Canada plans 'nuclear renaissance' with up to 10 reactors built by 2040(www.cbc.ca)
575 points | 415 commentspage 3
anon-3988 15 hours ago|
I am baffled why Canada don't have massive data centres yet? It is cold with abundant water and energy. Why not?
AugustusCrunch 16 hours ago||
Alberta has energy. Canada wants energy without Alberta. The Candu reactor program is so defunct that the feds have been trying to sell it for about a decade. Candu makes plutonium and was responsible for a lot of nuclear weapons proliferation in the 1980s, but again, Candu isn't Alberta. Also it's a way to spend an enormous amount of money, and Canada isn't quite bankrupt yet. I say go for it.
zuzululu 1 day ago||
From what I've seen out of Canada, this is likely overly optimistic and probably will not be possible in that time frame.

I think it's better to just outsource it to Koreans at least that way you can stay on budget and on time.

lo_fye 18 hours ago||
So we're willing to put our greatest national asset (the environment) at risk in the name of "moar power". Well that's just great.

I hope Jimmy Carter's ghost will be just as willing to help us out the next time a reactor goes into meltdown as his physical self was the first time that happened. RIP Jimmy Carter.

cmrdporcupine 1 day ago||
The Ontario government is terrible at creating a structure which is capable of finishing any infrastructure project on time ...(see Eglinton Crosstown) and mostly seems to work as a funnel for moving public funds through public-private-partnerships to feed contractor/consultant income for projects that grow to many multiples of their time and budget.

So, yeah, it makes sense that they love nuclear now -- blank cheque to drag on for multidecades over budget.
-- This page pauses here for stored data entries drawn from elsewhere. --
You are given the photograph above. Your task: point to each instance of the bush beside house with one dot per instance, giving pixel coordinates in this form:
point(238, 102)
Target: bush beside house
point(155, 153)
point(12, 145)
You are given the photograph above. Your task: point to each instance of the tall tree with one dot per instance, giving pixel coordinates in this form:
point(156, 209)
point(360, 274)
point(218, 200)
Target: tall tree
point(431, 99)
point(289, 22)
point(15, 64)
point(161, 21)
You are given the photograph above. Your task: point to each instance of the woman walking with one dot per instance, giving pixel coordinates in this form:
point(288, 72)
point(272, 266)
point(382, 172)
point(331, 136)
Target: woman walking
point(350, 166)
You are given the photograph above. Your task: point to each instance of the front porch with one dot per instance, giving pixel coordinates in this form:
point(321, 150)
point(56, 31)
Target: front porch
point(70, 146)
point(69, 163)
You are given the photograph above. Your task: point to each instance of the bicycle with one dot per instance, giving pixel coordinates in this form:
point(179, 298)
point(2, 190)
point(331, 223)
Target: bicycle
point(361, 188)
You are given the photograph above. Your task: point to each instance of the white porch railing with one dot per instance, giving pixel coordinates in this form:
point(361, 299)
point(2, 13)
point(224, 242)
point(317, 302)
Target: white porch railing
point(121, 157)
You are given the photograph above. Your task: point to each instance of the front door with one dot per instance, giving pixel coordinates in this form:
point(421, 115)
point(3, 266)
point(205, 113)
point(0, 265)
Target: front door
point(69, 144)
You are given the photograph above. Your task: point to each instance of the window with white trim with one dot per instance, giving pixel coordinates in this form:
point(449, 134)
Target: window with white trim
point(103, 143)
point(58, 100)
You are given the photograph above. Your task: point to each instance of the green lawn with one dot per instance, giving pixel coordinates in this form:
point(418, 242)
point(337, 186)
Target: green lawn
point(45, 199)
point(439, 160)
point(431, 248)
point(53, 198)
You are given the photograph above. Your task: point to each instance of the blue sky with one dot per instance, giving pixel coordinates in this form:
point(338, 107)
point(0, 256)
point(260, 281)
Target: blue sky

Likely the right people donated the right funds to the PC party and/or attended/funded Ford Fest

The first thing this government did when it got into power was pay out hundreds of millions in penalties for cancelling large wind projects, and for breaching its contract and exiting the cap and trade agreement with California and Quebec.

Ford loves to waste money and then wag his finger about how everyone else is fiscally irresponsible.

wmoxam 20 hours ago||
Darlington nuclear refurbishment finished ahead of schedule and under budget

https://canada.constructconnect.com/dcn/news/projects/2026/0...

tempest_ 17 hours ago||
Yeah the last decade of Nuclear work is the ONE thing that they have been successful at wrt to project planning.

Hopefully that expertise is well placed to execute on these other projects.

stackghost 23 hours ago||
Nuclear industry in Canada is federally-regulated, not provincial.
cmrdporcupine 23 hours ago||
The regulation of it is an entirely different thing from the budgeting and promotion of it. Promotion of nuclear power has become a very vocal Ford government thing in the last few months.
slicktux 22 hours ago||
That’s great news ! Have they also solved the nuclear waste problem?

Honest question; here in the USA we have not.

thfuran 22 hours ago||
It's not really a problem. The alternative is to grind it up into fine dust, spray it into the air, and call it "clean coal".
fennecbutt 3 hours ago|||
Excuse me that's "beautiful clean coal" I still can't believe that you guys actually chose him as president.
fsh 19 hours ago|||
That would poison the entire country. Nuclear waste is many many orders of magnitude more radioactive than coal per energy generated. The meme about coal emitting more radiation comes from a 1970s paper that compared radioactive emissions and found them to be on the same order of magnitude between a BWR and an unfiltered coal power plant.
measurablefunc 22 hours ago||
Something for future generations to figure out with their AI chatbots.
jgord 18 hours ago||
Im surprised they haven't doubled down on deep drill geothermal.
jgord 18 hours ago|
not least because of the bureaucratic delays making nuclear slow to roll out.
tmellon2 12 hours ago||
Totally unnecessary : I did the Math to cross-verify - Elon Musk is 100 % right !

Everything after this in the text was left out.